C’est ce qu’on appelle une opération de communication réussie. Mardi 19 février dans le 7ème arrondissement parisien, le premier Ministre lance la réforme de la politique de la Ville et annonce le « retour de l’Etat républicain dans les quartiers » sensibles.

Réforme de la géographie prioritaire et mobilisation du droit commun y compris dans les quartiers les plus en difficulté, création d’un contrat de ville unique dont la gouvernance sera assurée par les intercommunalités, achèvement du plan de rénovation urbaine, fléchage d’emplois d’avenirs, création d’emplois francs subventionnés pour lutter contre les discriminations, scolarisation des moins de trois ans… La liste des 27 mesures adoptées lors de ce comité interministériel des villes est longue, mais le caractère technocratique de ces mesures est, lui, toujours bien présent !

Qu’à cela n’en tienne, tout avait été pensé pour que les médias puissent illustrer leurs sujets: les JT se sont ainsi basés sur les images de Jean-Marc Ayrault s’aventurant, la veille, entre les tours et autres barres d’habitat social de Clichy-sous-Bois, ghetto de Seine-Saint-Denis à douze kilomètres de la capitale. A plus d’une heure en transports en commun aussi, mais ni la voiture officielle du premier Ministre ni les cars spécialement affrétés pour les journalistes ne leur ont permit de s’en apercevoir…

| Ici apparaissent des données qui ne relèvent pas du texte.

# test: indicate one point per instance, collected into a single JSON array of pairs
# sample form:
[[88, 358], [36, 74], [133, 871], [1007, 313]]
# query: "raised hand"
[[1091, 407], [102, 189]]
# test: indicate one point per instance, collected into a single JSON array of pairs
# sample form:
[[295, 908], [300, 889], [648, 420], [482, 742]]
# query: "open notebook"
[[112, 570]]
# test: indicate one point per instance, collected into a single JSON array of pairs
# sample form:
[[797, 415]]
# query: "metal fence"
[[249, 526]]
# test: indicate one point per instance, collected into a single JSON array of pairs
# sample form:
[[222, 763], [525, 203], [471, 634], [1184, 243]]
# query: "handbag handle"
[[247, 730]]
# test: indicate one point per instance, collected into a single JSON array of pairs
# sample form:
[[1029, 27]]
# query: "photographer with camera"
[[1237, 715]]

C’est de cette enclave – emblématique de l’abandon par l’Etat de certains de ses territoires – qu’étaient parties les émeutes de l’automne 2005. Et c’est d’ici que le gouvernement social-libéral souhaite renouer avec les cinq millions de Français – dont une majorité d’immigrés et de moins de 25 ans aujourd’hui en marge de la société – parqués délibérément dans ces banlieues concentrant des situations économiques, sociales et politiques préoccupantes. Le symbole est fort…

Sans faire de procès d’intention – ce qui serait malvenu après des années de stigmatisation sous l’ère Sarkozy – les socialistes devraient toutefois peiner à résoudre les difficultés consécutives à une telle ségrégation sociale et ethnique, simplement par le biais d’un volontarisme affiché et de dispositifs en apparence louables, mais qui n’ont jamais prouvé leur efficacité en trente ans de politique de la Ville.

Le nécessaire aggiornamento du PS

Taux de chômage dépassant les 20% d’actifs, dépendance vis-à-vis des aides sociales, taux de pauvreté bien supérieur à celui du reste de la métropole, sur-délinquance notamment juvénile, échec scolaire massif, faible niveau de qualification… Contrairement à bon nombre de fantasmes, le problème des banlieues françaises ne se pose que depuis la fin des Trente Glorieuses, lorsque la population ouvrière a été conjointement confrontée à la montée du chômage puis au passage d’une immigration de travail à une immigration de peuplement.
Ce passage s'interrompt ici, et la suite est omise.